On Fri, 22 Sep 2000, Bernd Eckenfels wrote:

> > wakko{root}~#ip addr add 2002:186c:d162::1 dev sit0
> > wakko{root}~#ip -6 route add 2000::/3 via ::216.234.231.5
 
> 216.234.231.5. So far so good. But, the sender of this packet is not as you
> might simply expect ::24.108.209.98 (which can be handeled pretty well by
> masters sit0) but 2002:186c:d162::1. Thats why master hand the answer packet
> off to the 6bone as your trace indicates:

Well, the sender is whatever the socket is bound as, which often should be
2002:186c:d162::1. ::24.108.209.98 is not a globally routable address so
no packets must originate with that IP.
 
> so the question is, 3ffe:c00:e:4::1 seems to be ipv6-router.cisco.com which
> is obviously doing the 6to4 ipv4 tunneling for your answer packages. Are we

Yes, if 6-to-4 takes off then I'm sure almost all routers on the internet
will be doing what cisco is here. Right now it seems only cisco has
routers capable of this, so they are the only ones providing the routes.

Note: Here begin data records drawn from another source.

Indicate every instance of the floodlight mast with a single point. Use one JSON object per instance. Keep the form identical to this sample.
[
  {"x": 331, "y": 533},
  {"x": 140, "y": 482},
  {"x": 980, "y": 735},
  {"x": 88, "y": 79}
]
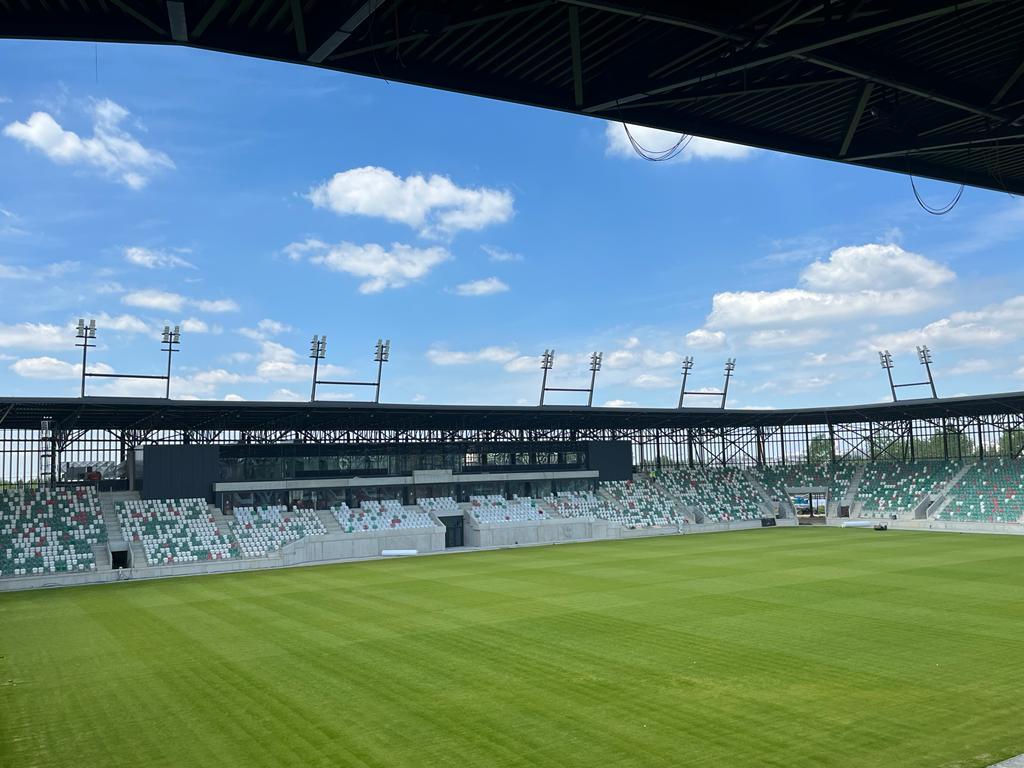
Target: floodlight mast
[
  {"x": 547, "y": 361},
  {"x": 171, "y": 340},
  {"x": 86, "y": 332},
  {"x": 886, "y": 360},
  {"x": 317, "y": 351},
  {"x": 687, "y": 367},
  {"x": 595, "y": 366},
  {"x": 924, "y": 356},
  {"x": 381, "y": 355},
  {"x": 730, "y": 366}
]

If linux had 6to4 support then master itself would be able to formulate
the reply directly. But it doesn't so it won't.

> authorized to ue their facility? And if so, why we can't simply use it as
> the entry point, too? ipv6-router.cisco.com (192.31.7.104)

Cisco might not let you send packets to the 6bone to their site - but you
can try. They shouldn't care the other way, if they did/do then they
should/will restrict the route propogation.